About: hooper

Website

http://crab-lab.zool.ohiou.edu/hooper

Profile

Rhythmic neuronal activity is widespread in nervous systems, and plays a central role in certain types of sensory processing, in motor pattern production, and possibly (in vertebrates) in attention. These rhythms are generated endogenously (i.e., they can continue without rhythmic sensory input) by central neural networks, and hence are an example of the nervous system's ability to spontaneously create patterns. Network rhythmicity has been extensively studied in several invertebrate preparations and in the lamprey, and we now have a good general understanding of the mechanisms underlying it. However, we understand relatively little about its dynamic regulation (e.g., how rhythmic pattern frequency and phasing are controlled), and, in the case of motor systems, how these neural networks interact with their peripheral effectors (the musculoskeletal system) so as to continually generate behaviorally relevant, functional motor outputs. Our lab studies these issues in the pyloric neuromuscular system of the lobster. The pyloric neural network produces a wide range of rhythmic neural outputs (similar to our ability to walk, run, hop, etc.), but has only 15 neurons divided into 6 neuronal types. As a result of this small size, the mechanisms underlying the activity of this small neural computer can be studied on the individual neuron and network level.

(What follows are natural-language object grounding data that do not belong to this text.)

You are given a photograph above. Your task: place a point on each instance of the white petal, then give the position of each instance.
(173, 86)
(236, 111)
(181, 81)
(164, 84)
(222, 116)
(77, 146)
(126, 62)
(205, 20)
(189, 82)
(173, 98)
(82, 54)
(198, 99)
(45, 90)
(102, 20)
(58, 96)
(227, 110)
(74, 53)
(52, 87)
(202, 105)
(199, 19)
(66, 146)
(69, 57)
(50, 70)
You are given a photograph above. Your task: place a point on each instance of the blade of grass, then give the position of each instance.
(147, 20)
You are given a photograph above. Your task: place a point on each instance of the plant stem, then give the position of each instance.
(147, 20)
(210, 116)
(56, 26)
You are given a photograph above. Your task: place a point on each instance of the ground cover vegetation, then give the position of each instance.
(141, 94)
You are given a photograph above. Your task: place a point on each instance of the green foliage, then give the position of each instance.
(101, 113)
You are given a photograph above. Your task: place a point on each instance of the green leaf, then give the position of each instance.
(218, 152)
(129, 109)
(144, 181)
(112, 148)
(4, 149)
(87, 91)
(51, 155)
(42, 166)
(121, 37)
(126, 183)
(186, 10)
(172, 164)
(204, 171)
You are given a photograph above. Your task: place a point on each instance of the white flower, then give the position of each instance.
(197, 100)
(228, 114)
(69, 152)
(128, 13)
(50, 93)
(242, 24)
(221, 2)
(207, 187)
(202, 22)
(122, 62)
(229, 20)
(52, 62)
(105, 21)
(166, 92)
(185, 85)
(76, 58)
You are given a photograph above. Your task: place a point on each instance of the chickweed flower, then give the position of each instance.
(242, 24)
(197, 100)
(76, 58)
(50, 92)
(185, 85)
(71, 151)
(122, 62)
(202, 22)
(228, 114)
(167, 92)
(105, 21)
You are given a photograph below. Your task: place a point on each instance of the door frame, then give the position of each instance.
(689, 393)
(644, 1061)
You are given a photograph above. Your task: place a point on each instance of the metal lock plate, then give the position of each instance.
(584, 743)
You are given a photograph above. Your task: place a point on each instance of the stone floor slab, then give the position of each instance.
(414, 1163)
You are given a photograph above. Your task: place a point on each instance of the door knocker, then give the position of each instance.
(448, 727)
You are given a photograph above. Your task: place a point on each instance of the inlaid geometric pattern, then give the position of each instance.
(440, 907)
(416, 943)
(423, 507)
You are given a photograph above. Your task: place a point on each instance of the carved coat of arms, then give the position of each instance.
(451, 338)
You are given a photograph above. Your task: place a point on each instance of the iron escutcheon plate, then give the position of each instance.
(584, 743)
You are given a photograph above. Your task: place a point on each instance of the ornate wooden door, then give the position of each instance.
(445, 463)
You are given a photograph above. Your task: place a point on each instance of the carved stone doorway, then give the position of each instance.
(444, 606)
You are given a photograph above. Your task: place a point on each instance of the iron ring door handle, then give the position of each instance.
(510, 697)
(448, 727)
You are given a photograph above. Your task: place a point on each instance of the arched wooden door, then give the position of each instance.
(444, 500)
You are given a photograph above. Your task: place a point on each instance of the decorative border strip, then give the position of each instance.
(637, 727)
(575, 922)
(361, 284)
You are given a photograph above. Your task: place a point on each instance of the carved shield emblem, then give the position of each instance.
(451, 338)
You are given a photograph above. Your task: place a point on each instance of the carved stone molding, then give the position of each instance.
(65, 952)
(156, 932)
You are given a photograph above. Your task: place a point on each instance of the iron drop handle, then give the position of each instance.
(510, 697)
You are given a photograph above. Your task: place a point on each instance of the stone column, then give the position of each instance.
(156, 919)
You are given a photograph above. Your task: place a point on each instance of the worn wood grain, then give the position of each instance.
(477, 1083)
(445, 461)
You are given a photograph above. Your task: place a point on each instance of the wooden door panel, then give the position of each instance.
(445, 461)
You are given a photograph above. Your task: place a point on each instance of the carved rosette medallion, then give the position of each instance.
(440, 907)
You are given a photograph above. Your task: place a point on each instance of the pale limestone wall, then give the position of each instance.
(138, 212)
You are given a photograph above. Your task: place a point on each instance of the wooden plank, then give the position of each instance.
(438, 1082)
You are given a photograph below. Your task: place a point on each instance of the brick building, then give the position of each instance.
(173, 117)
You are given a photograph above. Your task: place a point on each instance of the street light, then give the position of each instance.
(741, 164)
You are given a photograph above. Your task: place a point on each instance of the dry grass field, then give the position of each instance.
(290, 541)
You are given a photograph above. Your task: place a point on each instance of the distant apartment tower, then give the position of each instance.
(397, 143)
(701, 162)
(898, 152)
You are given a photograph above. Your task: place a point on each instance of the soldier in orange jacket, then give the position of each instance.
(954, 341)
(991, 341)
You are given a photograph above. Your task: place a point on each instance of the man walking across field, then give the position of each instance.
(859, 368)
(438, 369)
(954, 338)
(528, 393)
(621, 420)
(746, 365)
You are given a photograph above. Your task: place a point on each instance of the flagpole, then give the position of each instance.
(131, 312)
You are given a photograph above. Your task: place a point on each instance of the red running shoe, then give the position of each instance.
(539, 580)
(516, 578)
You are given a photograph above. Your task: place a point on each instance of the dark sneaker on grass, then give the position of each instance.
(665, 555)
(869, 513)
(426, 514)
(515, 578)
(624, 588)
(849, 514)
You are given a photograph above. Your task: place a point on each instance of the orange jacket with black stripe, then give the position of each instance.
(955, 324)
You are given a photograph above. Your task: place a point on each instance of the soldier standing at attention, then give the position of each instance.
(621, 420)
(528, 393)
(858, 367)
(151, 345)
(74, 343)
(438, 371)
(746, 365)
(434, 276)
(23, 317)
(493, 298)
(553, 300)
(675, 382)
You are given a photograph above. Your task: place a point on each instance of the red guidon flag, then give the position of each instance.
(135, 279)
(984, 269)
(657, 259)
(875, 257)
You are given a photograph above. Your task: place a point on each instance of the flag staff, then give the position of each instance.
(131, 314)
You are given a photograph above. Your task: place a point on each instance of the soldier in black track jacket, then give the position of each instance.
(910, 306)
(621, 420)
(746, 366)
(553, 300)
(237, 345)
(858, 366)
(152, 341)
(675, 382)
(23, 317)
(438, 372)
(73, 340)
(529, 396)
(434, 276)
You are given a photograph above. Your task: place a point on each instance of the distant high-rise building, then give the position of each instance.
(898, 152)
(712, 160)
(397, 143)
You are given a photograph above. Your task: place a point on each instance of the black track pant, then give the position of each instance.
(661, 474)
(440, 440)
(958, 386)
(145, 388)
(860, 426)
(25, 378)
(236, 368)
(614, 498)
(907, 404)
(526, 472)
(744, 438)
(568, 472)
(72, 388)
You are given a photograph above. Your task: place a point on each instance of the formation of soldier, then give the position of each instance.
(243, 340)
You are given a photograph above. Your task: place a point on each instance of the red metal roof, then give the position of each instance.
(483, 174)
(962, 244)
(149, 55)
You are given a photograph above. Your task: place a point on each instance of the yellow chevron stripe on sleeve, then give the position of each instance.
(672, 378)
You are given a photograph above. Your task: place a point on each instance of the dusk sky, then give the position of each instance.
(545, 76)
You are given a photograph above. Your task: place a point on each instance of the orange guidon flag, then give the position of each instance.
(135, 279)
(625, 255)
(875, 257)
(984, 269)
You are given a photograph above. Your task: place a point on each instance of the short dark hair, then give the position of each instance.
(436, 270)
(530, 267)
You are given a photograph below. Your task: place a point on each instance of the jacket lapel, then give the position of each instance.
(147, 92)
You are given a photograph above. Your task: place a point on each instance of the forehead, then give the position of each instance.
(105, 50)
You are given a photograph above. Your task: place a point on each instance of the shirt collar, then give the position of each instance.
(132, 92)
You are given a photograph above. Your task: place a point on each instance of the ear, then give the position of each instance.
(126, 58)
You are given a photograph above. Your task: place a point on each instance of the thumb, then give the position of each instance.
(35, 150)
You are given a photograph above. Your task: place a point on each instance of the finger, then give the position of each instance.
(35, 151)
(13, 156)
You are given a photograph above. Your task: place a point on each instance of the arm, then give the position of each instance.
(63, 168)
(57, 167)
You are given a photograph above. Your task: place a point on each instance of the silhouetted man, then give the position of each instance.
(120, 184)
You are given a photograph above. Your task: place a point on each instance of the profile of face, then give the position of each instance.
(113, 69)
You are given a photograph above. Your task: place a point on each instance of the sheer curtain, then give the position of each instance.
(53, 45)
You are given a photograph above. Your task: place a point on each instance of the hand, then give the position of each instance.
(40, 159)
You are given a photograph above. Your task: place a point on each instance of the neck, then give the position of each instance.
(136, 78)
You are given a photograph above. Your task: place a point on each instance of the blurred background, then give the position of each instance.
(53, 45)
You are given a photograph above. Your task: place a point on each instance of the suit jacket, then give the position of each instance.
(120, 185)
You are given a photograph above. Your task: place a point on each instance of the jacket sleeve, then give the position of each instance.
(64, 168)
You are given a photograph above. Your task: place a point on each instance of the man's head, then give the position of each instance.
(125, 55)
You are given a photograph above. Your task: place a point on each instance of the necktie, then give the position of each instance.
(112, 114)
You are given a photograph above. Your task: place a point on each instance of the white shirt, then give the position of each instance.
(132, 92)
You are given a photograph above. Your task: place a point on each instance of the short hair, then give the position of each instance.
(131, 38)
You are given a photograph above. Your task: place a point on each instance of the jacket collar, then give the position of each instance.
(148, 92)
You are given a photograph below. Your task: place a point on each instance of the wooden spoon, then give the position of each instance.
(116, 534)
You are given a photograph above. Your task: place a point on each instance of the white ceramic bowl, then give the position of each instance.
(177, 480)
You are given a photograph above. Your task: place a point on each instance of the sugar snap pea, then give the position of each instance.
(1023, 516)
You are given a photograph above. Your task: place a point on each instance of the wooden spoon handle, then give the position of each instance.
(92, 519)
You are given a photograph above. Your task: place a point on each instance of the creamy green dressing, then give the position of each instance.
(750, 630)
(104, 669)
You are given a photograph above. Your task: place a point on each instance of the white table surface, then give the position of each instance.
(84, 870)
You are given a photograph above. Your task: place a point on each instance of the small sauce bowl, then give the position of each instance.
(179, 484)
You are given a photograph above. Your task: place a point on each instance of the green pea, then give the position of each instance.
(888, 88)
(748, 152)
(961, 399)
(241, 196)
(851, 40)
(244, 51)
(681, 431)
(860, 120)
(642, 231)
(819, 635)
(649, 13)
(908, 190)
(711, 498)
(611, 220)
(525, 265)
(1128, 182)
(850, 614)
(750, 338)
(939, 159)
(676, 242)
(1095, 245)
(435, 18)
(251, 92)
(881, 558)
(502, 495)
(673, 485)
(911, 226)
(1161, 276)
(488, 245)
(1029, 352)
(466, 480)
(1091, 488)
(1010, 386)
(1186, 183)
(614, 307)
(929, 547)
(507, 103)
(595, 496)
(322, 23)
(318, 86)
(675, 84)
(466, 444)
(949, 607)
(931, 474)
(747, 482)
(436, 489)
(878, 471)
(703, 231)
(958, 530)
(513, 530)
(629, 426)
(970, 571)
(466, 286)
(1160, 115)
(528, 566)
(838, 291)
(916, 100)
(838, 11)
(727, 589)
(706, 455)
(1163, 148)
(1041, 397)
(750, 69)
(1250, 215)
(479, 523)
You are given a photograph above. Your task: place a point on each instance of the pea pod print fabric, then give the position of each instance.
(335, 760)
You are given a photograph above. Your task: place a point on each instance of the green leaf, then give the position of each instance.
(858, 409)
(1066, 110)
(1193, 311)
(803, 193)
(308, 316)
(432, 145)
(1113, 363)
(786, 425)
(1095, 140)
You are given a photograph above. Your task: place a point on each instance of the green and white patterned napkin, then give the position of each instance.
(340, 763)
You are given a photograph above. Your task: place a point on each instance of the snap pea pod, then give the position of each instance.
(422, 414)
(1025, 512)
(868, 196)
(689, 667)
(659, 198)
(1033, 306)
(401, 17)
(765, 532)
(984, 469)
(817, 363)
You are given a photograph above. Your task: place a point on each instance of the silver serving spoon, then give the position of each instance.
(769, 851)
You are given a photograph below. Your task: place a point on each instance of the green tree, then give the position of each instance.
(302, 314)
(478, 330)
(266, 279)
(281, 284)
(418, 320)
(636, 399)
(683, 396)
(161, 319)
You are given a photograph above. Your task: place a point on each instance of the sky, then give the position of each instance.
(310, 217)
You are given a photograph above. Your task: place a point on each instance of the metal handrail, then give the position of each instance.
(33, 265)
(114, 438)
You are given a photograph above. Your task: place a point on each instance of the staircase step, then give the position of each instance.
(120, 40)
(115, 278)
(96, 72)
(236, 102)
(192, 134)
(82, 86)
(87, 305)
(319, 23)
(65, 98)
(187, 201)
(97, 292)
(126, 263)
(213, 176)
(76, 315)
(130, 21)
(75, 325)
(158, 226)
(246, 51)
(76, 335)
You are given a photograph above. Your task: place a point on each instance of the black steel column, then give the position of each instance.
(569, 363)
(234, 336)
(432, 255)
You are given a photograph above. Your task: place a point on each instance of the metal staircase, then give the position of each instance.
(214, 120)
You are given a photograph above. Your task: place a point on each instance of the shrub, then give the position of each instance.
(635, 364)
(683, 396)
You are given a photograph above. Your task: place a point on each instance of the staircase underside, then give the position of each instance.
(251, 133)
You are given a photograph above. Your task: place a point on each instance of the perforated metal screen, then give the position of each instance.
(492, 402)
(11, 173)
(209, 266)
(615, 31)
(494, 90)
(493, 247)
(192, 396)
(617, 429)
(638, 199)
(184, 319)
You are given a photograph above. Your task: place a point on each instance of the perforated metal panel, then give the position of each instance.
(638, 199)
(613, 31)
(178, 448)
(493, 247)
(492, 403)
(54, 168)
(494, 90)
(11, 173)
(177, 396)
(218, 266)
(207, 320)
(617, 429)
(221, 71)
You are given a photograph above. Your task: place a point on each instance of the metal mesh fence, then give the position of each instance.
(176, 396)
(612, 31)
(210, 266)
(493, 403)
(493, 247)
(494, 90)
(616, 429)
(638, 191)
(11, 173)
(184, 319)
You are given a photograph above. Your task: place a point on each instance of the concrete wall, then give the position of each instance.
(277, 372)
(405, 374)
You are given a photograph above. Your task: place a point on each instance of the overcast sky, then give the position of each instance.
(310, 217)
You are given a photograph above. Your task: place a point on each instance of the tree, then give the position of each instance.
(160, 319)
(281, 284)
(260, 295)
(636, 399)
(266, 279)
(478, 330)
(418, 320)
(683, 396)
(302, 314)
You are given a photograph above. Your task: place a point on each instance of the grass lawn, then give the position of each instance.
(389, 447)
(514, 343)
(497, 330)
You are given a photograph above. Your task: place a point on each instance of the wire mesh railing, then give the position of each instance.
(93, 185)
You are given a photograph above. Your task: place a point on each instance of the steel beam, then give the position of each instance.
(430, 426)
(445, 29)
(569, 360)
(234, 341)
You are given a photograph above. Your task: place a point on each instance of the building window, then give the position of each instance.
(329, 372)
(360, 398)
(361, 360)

Similarly, the muscles that the network innervates are known, and thus how the nervous system and the periphery interact to produce behavior can also be studied on a well-defined and fundamental level. Our research techniques include computational modeling, neuronal electrophysiology, and measurement of muscle electrical and contractile responses to neuronal input. Undergraduates can contribute to this effort in any of these areas; due to the preparation's experimental advantages, undergraduates can generally be making significant scientific contributions within their first quarter of work.